Europe’s Lousy Bank Loans Expose the “Recovery” Myth

By William K. Black

One of the great lies of the financial industry is that it is the engine of Main Street’s growth.  Giving the finance industry an enormous share of total business profits was supposed to super charge Main Street’s growth.  It has never delivered on this promise.  The truth is the opposite.  The efficiency condition for a middleman like finance is that its size and profits should be minimized.  Finance’s fraud epidemics blew up the world economy and devastated Main Street.  Finance is a parasite that saps Main Street.  The latest example of this comes in a New York Times article about European bank’s bad loans.

The article contains this distressing sentence:  “Since 2010, European regulators have sponsored two comprehensive stress tests, both of which were discredited after banks failed soon after each was completed.”  Yes, just as stress tests for Fannie, Freddie, AIG, the big three Icelandic banks, the Irish banks, and Lehman failed to predict those failures.  Gosh, it’s almost like stress tests were PR exercises involving no reliable review of asset quality or liabilities.

“[Mr. Bastian noted] that in the March BlackRock report, nonperforming loans in Greece were estimated at 28 percent.
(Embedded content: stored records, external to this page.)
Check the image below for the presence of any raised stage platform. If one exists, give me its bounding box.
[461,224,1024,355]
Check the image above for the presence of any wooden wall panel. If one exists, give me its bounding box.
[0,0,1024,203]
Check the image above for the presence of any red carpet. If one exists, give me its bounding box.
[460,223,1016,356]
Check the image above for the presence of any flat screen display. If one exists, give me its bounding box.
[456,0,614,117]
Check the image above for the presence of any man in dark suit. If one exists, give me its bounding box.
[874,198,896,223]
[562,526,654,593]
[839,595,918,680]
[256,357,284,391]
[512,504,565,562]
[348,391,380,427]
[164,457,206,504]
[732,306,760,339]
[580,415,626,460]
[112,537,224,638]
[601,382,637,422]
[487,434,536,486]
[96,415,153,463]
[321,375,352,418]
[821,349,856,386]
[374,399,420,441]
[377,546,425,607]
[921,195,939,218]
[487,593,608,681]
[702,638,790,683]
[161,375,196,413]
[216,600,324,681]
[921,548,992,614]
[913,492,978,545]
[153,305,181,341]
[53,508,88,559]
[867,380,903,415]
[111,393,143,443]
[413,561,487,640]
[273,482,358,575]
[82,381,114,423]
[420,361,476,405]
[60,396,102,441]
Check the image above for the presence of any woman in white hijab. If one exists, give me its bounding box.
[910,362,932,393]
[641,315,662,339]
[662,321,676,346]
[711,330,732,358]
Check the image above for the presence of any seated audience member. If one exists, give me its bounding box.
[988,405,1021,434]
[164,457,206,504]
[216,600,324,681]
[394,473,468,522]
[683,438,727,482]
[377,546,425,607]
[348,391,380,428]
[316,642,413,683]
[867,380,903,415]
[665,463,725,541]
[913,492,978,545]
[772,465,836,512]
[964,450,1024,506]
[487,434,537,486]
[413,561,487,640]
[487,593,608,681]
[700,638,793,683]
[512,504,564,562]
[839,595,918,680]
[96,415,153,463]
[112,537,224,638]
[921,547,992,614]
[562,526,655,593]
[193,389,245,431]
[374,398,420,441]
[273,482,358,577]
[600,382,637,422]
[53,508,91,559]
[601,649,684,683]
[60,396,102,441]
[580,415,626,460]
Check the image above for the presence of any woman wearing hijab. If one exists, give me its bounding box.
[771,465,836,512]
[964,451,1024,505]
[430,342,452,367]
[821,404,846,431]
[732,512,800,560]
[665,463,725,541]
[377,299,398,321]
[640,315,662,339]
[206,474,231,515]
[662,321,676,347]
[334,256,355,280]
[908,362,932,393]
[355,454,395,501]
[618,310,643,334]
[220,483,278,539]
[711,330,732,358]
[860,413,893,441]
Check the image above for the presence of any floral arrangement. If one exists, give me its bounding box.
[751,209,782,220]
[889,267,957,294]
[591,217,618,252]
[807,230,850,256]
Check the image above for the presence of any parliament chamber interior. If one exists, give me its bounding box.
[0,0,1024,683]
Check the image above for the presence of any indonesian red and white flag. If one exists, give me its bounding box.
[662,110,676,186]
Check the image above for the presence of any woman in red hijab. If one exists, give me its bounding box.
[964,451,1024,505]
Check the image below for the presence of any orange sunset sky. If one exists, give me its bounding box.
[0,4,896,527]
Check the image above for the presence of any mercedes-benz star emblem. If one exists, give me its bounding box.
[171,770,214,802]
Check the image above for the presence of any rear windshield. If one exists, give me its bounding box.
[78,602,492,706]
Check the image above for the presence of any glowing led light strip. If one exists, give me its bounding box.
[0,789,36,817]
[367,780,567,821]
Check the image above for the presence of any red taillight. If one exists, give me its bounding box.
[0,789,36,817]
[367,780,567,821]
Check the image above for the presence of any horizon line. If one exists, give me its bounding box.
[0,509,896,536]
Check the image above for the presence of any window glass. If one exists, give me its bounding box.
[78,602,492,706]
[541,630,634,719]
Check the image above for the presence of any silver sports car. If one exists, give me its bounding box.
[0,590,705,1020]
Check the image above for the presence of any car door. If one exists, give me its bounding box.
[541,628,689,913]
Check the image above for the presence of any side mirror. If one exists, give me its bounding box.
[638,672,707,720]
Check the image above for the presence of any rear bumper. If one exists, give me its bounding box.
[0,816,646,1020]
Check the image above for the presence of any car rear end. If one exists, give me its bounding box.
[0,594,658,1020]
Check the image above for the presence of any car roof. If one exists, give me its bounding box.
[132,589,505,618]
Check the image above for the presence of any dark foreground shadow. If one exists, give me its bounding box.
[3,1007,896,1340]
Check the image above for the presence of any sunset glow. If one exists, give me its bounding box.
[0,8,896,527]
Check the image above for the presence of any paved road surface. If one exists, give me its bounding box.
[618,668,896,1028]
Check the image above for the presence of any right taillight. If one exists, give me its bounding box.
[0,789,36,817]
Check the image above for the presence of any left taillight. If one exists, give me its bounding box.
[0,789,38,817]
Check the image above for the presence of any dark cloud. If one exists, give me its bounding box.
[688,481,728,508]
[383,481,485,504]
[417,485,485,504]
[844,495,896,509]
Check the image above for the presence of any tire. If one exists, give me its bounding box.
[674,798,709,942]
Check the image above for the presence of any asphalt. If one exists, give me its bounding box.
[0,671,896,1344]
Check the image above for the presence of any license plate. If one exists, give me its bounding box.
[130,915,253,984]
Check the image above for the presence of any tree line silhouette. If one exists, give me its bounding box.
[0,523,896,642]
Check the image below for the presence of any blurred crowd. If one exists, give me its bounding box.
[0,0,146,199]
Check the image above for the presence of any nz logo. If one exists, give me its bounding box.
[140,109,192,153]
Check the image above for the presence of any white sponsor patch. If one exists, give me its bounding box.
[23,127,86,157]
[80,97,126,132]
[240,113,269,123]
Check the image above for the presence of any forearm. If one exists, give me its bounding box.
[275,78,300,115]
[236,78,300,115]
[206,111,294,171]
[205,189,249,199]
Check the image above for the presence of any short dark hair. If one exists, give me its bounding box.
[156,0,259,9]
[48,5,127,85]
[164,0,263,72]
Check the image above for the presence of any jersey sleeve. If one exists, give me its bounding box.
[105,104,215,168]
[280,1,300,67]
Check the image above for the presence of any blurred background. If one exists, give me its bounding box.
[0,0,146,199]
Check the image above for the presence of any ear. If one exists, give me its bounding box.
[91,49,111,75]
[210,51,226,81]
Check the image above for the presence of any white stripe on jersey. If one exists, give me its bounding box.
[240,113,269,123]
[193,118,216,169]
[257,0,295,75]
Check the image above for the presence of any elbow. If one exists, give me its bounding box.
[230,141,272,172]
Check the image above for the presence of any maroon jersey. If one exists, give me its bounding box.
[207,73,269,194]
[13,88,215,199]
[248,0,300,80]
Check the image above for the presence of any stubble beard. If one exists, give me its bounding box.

Now, he says, ‘we are way beyond that level and have passed above the 34 percent threshold, totaling approximately 75 to 77 billion euros.’”

To put those figures about the risking level of nonperforming loans during Greece’s “recovery” in perspective, a few percent default rate will normally cause a bank to fail if it is not bailed out.  The nonperforming loans in Greece are very likely to default.

The NYT article does not mention a critical factor – international accounting remain an open invitation for bank CEOs to lead accounting control frauds because they are being interpreted (insanely) to ban banks from setting aside allowances for bad loans prior to default.  This failure to establish loss reserves adequate to the risk of the bank’s loans means that bank losses on nonperforming loans will be particularly severe.